Тень хранителя | страница 5
— Я боюсь смерти! — солгал, наконец придя в себя Мезин, дрожа и опускаясь на краешек кровати.
— Это неправда, — возразил фантом. — Сегодня я убедился впервые, что ты боишься всего. Ты ощутил пустоту эфира вокруг себя всей подкоркой, и ты впервые испытал страх, потому что над тобой больше нет Ангела.
— Если это все правда, то я… привыкну, — стараясь быть хладнокровным, выдавил Мезин.
— Люди, рожденные без Хранителя, жалкие вечные трусы, люди же, потерявшие Хранителя, будучи покойниками в отпуску, трусы вдвойне, мишень Тени и только. Теперь ты обречен на страх перед несчастным случаем.

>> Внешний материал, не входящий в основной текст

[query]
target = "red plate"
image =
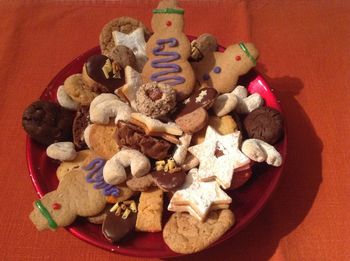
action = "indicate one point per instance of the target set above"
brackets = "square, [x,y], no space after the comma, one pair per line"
[247,201]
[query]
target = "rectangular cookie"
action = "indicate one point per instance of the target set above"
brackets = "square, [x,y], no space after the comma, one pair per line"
[150,209]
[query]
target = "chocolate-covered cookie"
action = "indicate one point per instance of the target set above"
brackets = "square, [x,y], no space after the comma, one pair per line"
[117,225]
[169,181]
[47,122]
[132,136]
[81,121]
[264,124]
[101,72]
[124,56]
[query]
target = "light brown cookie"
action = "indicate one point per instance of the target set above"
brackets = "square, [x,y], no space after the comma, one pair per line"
[123,56]
[150,209]
[73,197]
[82,159]
[122,24]
[124,194]
[78,90]
[102,140]
[168,51]
[194,121]
[222,69]
[223,125]
[185,234]
[141,183]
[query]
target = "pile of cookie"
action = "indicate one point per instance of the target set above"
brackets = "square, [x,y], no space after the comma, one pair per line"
[155,123]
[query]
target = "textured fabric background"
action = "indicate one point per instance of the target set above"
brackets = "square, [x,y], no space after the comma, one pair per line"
[304,57]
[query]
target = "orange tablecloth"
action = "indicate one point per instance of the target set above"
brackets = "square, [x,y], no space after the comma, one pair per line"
[304,57]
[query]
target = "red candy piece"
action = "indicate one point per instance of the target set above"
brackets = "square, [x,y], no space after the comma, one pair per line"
[56,206]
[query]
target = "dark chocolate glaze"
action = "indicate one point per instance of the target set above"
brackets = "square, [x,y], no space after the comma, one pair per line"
[81,121]
[115,228]
[131,136]
[94,69]
[169,181]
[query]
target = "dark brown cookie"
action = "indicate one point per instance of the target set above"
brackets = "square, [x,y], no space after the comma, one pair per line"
[124,56]
[116,227]
[47,122]
[122,24]
[264,124]
[131,136]
[169,181]
[103,74]
[81,121]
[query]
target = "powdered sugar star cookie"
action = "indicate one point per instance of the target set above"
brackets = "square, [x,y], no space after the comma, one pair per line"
[135,41]
[199,196]
[219,155]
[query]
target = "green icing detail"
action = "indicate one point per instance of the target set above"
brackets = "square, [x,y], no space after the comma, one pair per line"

Любая катастрофа, крушение, злая воля, пожар, стихия, случайная пуля — все это твое, по твою душу. Оно будет подстроено Тенью-убийцей за содеянное зло, как положено по законам высшей справедливости.
— Не такой уж я злодей, если копнуть глубже, — дрогнув, произнес Мезин, привыкая к леденящему жилы излучению.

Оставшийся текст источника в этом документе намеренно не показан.